Many words have more than one meaning, for example, given a query "Apple" an apple is the name of a fruit as well as the name of a company. It is important for the retrieval systems to correctly understand and determine the meaning of the word, and determine the correct context of the word. Several objects may match the query, perhaps with a different degree of relevancy.

Query plays a vital role in the performance of the information retrieval systems. Sometimes the user queries cannot define about the user needs clearly whilst occasionally the vocabulary in the query is inconsistent with that in the relevant document.

The past content based Image retrieval (CBIR) systems uses the low level features such as the colour, texture and shape as a basis for search and retrieval, which increases the uncertainty in the output. This result in the gap, known as the semantic gap which is due to the difference between the user interpretation and the machine understanding. Semantic gap has been declared a key problem in multimedia information retrieval since long. The gap is between the well understood extraction methods of low level features from image will be used to extract the semantics, and these low level features cannot depict the entire semantics within the image. The efficiency of the retrieval system depends upon the ability of the system to understand the high level features or the semantics within the Image.

In light of the above stated problems, we proposed a framework for Semantic Query Expansion by using Knowledge bases for Image Search and Retrieval. Query expansion is a technique of expanding the query by adding some additional terms to the query that are closely related to the query terms. Some of the open source knowledge bases are available for research and academia purpose like WordNet [2], ConceptNet [3] and CYC [4]. The overall structure of the proposed model is shown in figure 2.

Figure2: Depicts the overall flow of the proposed model.

Application of this Research

It helps in managing the multimedia data effectively and efficiently.

It helps in searching and retrieving the particular piece of information from the large dump of information.

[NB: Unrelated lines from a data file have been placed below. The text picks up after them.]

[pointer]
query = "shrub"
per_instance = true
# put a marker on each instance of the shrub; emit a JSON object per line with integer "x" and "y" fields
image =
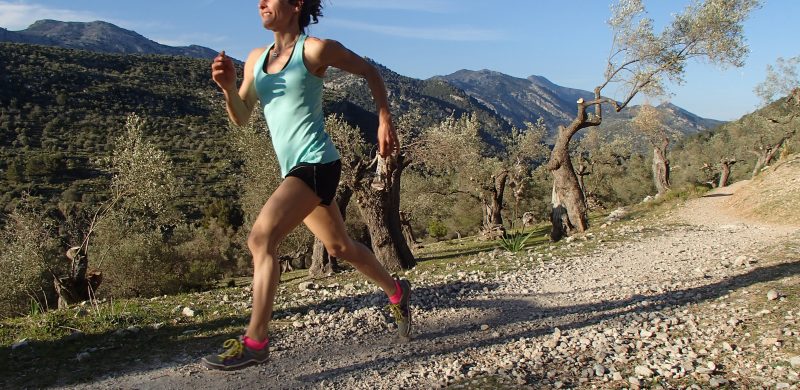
{"x": 437, "y": 229}
{"x": 29, "y": 253}
{"x": 135, "y": 261}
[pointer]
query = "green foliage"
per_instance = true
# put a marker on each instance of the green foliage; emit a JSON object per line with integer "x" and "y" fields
{"x": 29, "y": 252}
{"x": 515, "y": 242}
{"x": 135, "y": 260}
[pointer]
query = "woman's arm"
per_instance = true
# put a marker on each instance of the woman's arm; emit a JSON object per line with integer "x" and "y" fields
{"x": 239, "y": 104}
{"x": 320, "y": 54}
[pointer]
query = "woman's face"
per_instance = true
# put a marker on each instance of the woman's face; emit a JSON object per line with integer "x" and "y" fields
{"x": 277, "y": 14}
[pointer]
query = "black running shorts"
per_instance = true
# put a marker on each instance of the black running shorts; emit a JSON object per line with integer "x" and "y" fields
{"x": 322, "y": 178}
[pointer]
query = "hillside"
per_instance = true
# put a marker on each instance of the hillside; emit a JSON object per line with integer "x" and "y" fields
{"x": 519, "y": 100}
{"x": 97, "y": 36}
{"x": 773, "y": 196}
{"x": 61, "y": 109}
{"x": 685, "y": 294}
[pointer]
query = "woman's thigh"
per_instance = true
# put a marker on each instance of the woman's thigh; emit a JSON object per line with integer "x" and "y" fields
{"x": 286, "y": 208}
{"x": 327, "y": 224}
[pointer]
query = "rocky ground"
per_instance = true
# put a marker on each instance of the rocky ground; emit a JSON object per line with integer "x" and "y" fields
{"x": 694, "y": 298}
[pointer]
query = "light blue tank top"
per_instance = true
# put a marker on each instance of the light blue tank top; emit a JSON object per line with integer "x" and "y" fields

It makes media search and retrieval easy.

It helps in managing the security data CCTV.


Content Owners -- Production companies like BBC, CNN, Geo…

TV Service Providers -- Satellite & Cable companies

Electronics Manufacturers -- Mobile, DVRs, Digital media players

Internet Protocol TV software developers like Microsoft and Virage.

Content-Service Providers

Content monitoring companies which provide push and pull services.

Web-Content aggregators

Companies that aggregate digital media like Google, yahoo and youtube…

Content-repackaging companies

Companies that acquire content like sports videos and TV programs and repackage it according to user needs.


In a nutshell, our system uses query expansion techniques for extracting the semantics from the user query. We will promise an effective way interpreting the user demand keeping in view the flexible nature of human as well as hard coded nature of computer. We will promise to reduce the semantic gap by interpreting the user demand semantically in order to achieve the semantic accuracy as well as the efficiency in the retrieval.